K has 6 defined data quality dimensions in the Data Quality collection.
Data quality dimensions are measurement attributes of data that can help you assess the quality of your data and identify opportunities to improve data trust.
Accuracy
Accuracy is the degree to which data correctly reflects a real world object or an event being described. Accurate data should be verified against an authentic source.
Key questions include: Are there incorrect spellings of product or person names, addresses, and even untimely or not current data?
Completeness
Completeness is defined as the user's expected comprehensiveness. Data can be complete even if optional data is missing. As long as the data meets expectations, then the data is considered complete.

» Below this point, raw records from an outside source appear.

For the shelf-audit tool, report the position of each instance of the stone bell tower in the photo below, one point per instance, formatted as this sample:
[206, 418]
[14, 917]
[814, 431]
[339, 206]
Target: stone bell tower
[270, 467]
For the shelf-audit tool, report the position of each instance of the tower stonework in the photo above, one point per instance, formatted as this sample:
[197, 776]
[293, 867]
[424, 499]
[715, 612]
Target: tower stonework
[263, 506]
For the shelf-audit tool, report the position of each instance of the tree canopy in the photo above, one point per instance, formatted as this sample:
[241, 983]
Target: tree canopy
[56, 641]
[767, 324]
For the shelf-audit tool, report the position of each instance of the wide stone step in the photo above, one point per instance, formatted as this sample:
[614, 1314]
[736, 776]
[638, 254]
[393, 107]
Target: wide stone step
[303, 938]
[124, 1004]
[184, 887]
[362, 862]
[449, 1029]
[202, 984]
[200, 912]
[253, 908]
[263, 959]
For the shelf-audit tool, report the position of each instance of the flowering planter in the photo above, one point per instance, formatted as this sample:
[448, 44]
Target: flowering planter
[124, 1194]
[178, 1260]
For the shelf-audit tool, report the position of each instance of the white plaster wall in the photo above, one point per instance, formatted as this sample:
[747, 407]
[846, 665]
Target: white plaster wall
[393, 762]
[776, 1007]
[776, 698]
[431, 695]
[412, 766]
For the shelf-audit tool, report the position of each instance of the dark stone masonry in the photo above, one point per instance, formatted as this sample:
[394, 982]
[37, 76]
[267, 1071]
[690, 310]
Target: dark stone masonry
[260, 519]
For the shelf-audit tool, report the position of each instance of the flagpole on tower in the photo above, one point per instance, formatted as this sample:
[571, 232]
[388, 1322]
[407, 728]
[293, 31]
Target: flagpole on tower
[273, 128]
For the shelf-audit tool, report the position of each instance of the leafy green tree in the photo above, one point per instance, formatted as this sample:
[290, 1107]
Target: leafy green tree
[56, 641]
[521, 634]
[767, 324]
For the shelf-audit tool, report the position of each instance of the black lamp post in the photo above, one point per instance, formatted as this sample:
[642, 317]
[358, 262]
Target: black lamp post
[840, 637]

Key questions include: Is all the requisite information available? Do any data values have missing elements? Or are they in an unusable state?
Consistency
Consistency means data across all systems reflects the same information and are in sync with each other across the enterprise (e.g. customer address). Data consistency is often associated with data accuracy, and any data set scoring high on both will be a high-quality data set.
Key questions include: Are data values the same across the data sets? Are there any distinct occurrences of the same data instances that provide conflicting information?
Integrity
Integrity indicates that the attributes are maintained correctly, even as data gets stored and used in diverse systems. Data integrity ensures that all enterprise data can be traced and connected to other data.
Key questions include: Is there any data missing important relationship linkages?
Timeliness
Timeliness references whether information is available when it is expected and needed based on the user's expectation.
Key questions include: Is the data available when you need it?
Uniqueness
Uniqueness is the most critical dimension for ensuring no duplication or overlaps. Data uniqueness is measured against all records within a data set or across data sets and indicates if it is a single recorded instance in the data set used.
Key questions include: Are there any duplicates within your data?
You can add additional dimensions by going to the Data Quality Dimension collection page and clicking Add.